The most common primary responses to stress, anger, criticism or rejection are: fight, flight, freeze and faint. At various times you may have experienced all of these responses, but most of us have a predominant style. Take the following quiz to determine which style you most commonly use, courtesy of Cynthia Wall in her book The Courage to Trust (New Harbinger) . Recall a situation in which you were the object of someone else’s anger, rejection, blame, disrespect, criticism or judgment. On a scale from 0 (Not me) to 5 (Very much me), how well do you fit the following responses?
Fight
____ I get angry so fast, I can’t control it. I could break or hit something.
____My heart instantly hardens. I feel cold, unloving.
____My whole body gets hot. I want to jump up and scream.
Flight
____I’m out of here!
____I want never to see the other person again.
____I can’t stop talking. My mind is going a million miles an hour.
Freeze
____My mind is a blank. I can’t think of a thing to say.
____I feel punched in the stomach, unable to move or talk.
____My heart is beating fast. My mouth is dry. I feel like a robot.
Faint
____I can’t remember what the other person said.
____My body feels like Jell-O. My knees buckle.
____I just wait until the bad part stops, then act like nothing has happened.

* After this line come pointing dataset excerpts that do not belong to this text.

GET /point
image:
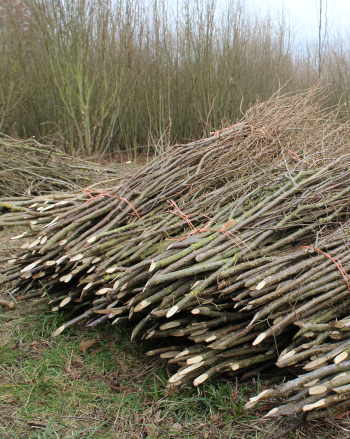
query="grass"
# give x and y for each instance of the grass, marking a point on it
(93, 383)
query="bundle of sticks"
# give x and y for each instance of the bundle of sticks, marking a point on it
(227, 266)
(29, 168)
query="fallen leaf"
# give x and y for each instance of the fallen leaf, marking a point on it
(86, 344)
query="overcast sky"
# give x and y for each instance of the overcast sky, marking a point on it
(304, 14)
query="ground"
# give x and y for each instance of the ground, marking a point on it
(96, 384)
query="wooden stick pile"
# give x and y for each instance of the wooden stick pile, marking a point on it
(29, 168)
(226, 270)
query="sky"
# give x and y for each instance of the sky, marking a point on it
(304, 14)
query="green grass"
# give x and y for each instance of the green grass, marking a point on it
(103, 392)
(49, 388)
(52, 388)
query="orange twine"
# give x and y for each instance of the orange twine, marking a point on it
(335, 261)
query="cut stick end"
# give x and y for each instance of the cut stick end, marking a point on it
(142, 305)
(317, 390)
(58, 331)
(200, 379)
(259, 339)
(272, 413)
(173, 310)
(195, 360)
(341, 357)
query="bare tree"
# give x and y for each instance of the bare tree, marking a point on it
(322, 33)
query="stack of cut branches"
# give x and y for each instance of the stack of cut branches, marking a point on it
(232, 264)
(29, 168)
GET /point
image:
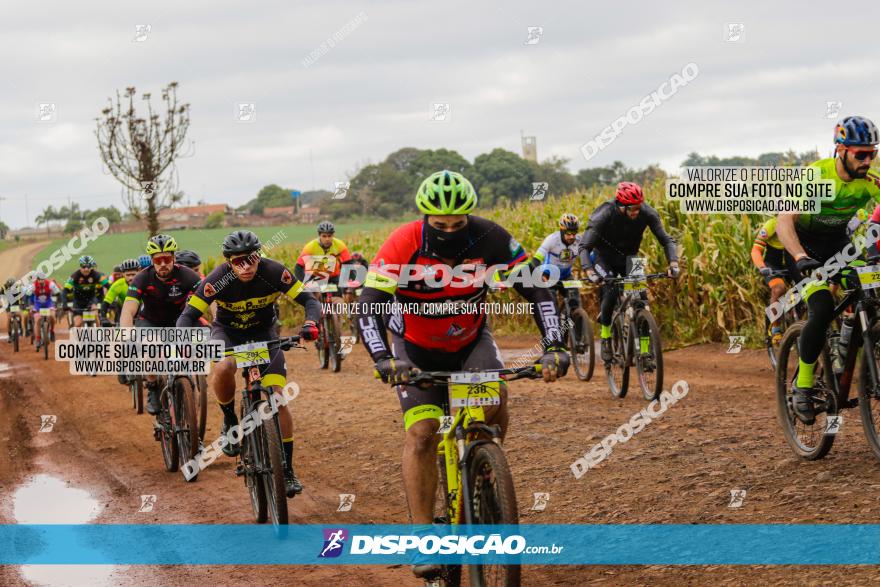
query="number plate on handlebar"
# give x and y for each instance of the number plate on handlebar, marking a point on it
(869, 276)
(474, 390)
(246, 355)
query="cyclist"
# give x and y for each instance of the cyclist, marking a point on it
(115, 296)
(452, 341)
(190, 259)
(615, 233)
(768, 256)
(812, 239)
(85, 284)
(40, 293)
(324, 255)
(245, 289)
(160, 291)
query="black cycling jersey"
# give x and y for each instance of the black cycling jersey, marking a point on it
(248, 305)
(86, 287)
(163, 301)
(616, 236)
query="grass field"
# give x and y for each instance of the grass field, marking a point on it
(110, 249)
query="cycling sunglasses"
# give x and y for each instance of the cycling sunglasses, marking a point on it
(862, 154)
(163, 260)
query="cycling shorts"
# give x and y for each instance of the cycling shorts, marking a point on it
(275, 371)
(421, 404)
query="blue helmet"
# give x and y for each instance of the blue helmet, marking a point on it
(856, 130)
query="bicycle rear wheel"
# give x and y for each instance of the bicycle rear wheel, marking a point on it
(583, 351)
(186, 423)
(617, 371)
(811, 442)
(648, 349)
(493, 501)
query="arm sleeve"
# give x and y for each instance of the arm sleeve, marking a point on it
(663, 237)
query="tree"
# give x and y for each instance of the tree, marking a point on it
(140, 152)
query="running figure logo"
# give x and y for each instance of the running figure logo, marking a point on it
(333, 542)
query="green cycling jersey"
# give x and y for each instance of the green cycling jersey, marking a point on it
(849, 197)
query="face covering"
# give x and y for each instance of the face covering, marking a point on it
(450, 245)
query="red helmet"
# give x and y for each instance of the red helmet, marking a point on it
(629, 193)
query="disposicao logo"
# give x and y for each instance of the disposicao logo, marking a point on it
(334, 541)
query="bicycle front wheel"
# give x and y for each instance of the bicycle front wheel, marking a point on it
(813, 441)
(493, 501)
(648, 349)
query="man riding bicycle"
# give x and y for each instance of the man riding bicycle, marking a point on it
(812, 239)
(768, 255)
(615, 233)
(406, 269)
(85, 284)
(116, 294)
(160, 291)
(245, 289)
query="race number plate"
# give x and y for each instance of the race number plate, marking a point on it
(246, 355)
(869, 276)
(475, 390)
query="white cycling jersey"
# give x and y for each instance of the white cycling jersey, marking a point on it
(555, 252)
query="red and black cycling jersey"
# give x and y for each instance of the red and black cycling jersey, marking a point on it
(488, 245)
(162, 301)
(615, 236)
(248, 305)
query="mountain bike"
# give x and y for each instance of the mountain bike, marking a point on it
(13, 314)
(789, 317)
(475, 485)
(328, 343)
(43, 326)
(632, 321)
(261, 460)
(580, 332)
(834, 374)
(176, 426)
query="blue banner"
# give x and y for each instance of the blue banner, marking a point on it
(665, 544)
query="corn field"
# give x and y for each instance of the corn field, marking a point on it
(719, 291)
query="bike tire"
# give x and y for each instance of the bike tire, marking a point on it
(273, 481)
(794, 431)
(136, 387)
(617, 371)
(644, 324)
(187, 422)
(202, 396)
(251, 456)
(167, 437)
(868, 400)
(584, 363)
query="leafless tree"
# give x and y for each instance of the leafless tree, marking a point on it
(140, 151)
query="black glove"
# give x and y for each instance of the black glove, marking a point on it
(309, 331)
(554, 362)
(395, 371)
(806, 264)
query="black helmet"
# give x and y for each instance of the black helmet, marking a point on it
(188, 258)
(240, 241)
(130, 265)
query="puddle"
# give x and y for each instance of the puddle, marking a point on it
(49, 500)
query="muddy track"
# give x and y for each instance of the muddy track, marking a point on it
(679, 469)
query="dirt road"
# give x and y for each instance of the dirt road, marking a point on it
(680, 469)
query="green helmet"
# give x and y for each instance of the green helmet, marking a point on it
(446, 192)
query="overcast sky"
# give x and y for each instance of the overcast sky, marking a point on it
(372, 93)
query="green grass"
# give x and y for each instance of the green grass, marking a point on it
(110, 249)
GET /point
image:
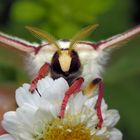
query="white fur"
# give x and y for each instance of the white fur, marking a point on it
(92, 60)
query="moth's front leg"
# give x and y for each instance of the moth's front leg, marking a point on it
(89, 91)
(42, 72)
(74, 88)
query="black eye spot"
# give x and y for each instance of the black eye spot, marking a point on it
(55, 65)
(75, 63)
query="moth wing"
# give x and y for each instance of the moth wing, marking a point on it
(19, 44)
(118, 40)
(92, 61)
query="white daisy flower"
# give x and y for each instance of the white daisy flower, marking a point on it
(36, 118)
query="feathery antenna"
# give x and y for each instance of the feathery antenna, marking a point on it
(43, 35)
(83, 33)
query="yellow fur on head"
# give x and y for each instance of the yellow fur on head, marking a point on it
(65, 60)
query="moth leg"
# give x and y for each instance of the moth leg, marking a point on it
(42, 72)
(98, 104)
(89, 92)
(2, 131)
(75, 87)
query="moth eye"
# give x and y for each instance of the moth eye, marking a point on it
(55, 66)
(75, 63)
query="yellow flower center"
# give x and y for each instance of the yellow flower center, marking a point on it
(61, 130)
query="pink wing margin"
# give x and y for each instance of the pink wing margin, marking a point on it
(117, 40)
(19, 44)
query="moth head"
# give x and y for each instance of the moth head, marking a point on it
(64, 61)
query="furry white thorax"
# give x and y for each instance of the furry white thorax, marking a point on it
(92, 60)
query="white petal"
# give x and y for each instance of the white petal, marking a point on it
(44, 83)
(56, 92)
(76, 103)
(24, 96)
(111, 118)
(41, 118)
(115, 134)
(26, 114)
(7, 137)
(91, 102)
(10, 122)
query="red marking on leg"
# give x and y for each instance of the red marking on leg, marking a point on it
(2, 131)
(43, 70)
(75, 87)
(98, 105)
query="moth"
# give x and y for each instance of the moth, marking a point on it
(79, 62)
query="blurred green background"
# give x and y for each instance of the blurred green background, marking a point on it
(63, 18)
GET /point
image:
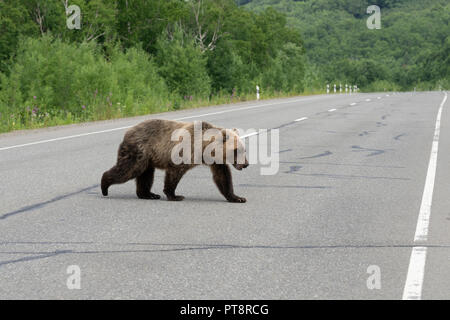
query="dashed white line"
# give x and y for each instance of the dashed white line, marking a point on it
(416, 269)
(127, 127)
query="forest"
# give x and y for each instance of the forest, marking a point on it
(411, 50)
(134, 57)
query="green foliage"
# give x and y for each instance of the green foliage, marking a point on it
(182, 65)
(53, 79)
(410, 48)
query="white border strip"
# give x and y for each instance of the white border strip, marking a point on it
(416, 269)
(416, 272)
(427, 197)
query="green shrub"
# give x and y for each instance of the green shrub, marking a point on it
(52, 81)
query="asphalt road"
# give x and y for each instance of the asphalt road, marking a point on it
(342, 209)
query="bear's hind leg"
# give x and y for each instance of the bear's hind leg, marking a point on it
(173, 176)
(144, 184)
(222, 178)
(129, 166)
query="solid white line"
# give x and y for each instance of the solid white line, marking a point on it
(416, 269)
(127, 127)
(427, 197)
(416, 272)
(63, 138)
(249, 135)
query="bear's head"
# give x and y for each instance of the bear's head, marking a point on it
(234, 149)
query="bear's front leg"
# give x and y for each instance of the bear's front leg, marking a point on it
(173, 177)
(222, 178)
(144, 184)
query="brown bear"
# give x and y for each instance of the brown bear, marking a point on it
(150, 145)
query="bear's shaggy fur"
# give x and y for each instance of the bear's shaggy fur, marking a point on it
(148, 145)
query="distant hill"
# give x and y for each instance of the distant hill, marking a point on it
(412, 48)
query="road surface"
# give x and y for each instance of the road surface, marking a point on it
(345, 217)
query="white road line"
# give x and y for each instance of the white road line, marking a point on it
(427, 197)
(127, 127)
(416, 269)
(63, 138)
(249, 135)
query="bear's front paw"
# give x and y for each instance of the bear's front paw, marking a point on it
(175, 198)
(149, 196)
(237, 199)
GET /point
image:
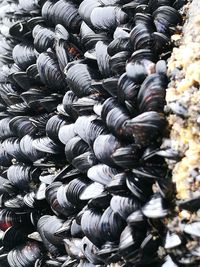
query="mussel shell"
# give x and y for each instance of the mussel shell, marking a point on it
(107, 18)
(90, 226)
(104, 146)
(49, 71)
(101, 173)
(124, 206)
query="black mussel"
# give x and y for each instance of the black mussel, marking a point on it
(151, 96)
(166, 17)
(23, 55)
(124, 205)
(63, 9)
(21, 125)
(79, 78)
(127, 90)
(107, 18)
(142, 189)
(43, 38)
(84, 161)
(114, 115)
(50, 227)
(169, 262)
(25, 255)
(136, 218)
(172, 240)
(66, 132)
(149, 248)
(89, 38)
(23, 176)
(127, 157)
(117, 185)
(53, 126)
(86, 105)
(74, 190)
(15, 203)
(90, 250)
(155, 207)
(111, 225)
(68, 99)
(85, 9)
(104, 146)
(103, 59)
(90, 226)
(192, 204)
(162, 44)
(138, 70)
(146, 127)
(115, 119)
(141, 37)
(130, 241)
(110, 85)
(119, 45)
(56, 197)
(143, 18)
(118, 62)
(5, 130)
(141, 54)
(89, 128)
(91, 191)
(46, 145)
(9, 218)
(14, 236)
(75, 147)
(73, 247)
(54, 250)
(192, 228)
(101, 173)
(20, 30)
(154, 4)
(49, 71)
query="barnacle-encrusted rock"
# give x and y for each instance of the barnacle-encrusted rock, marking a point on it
(183, 99)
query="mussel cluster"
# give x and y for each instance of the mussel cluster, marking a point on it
(84, 181)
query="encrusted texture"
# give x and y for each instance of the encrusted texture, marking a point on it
(183, 99)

You, like the rest of us, have an inner protector. Your inner protector has developed ways to keep you safe. It finds ways for you to numb pain and minimize your hurt feelings. Some of the more common ways people use to numb their pain and to protect themselves include getting high or drunk, bingeing on food, watching lots of television or playing lots of video games, eating lots of sugar or smoking cigarettes. All of those will distract you, help you to ignore (or forget) the problem, or assist you in not feeling. That is why they are self-protections.
But there is another way of protecting yourself. When you’re dealing with someone’s anger, rejection, blame, criticism, judgment or disrespect, it involves you looking at why the other person might reasonably feel the way s/he does, to look for where s/he could be right, and it urges you to attempt to negotiate, compromise or to otherwise talk the problem through so the conflict can be resolved. So solving a problem or resolving an issue is the most effective way to protect yourself, using this method.
If you were to use this healthier and more mature form of self-protection more often, you would:
- Listen to someone carefully, trying to understand where they are coming from or why they think/feel the way they do, rather then trying to defend yourself or to deflect, minimize or block out what the other person is saying.
- Look at where there is agreement. Where do you agree with the other person? Where is s/he right?
- Beware of listening for what is missing or inaccurate about what the other person says, or of listening like a judge deciding who is right and who is wrong.
- Make requests about what you would like in the future, instead of complaining about what was done in the past. The future can be changed. The past can’t.
- Use empathy—essentially giving the other person the benefit of doubt. It communicates that you care what s/he feels.
- Say everything you want, but say it tactfully and respectfully.
- It is an act of supreme maturity and wisdom to respond to disrespect with grace and poise, restraining yourself from responding with an insult back.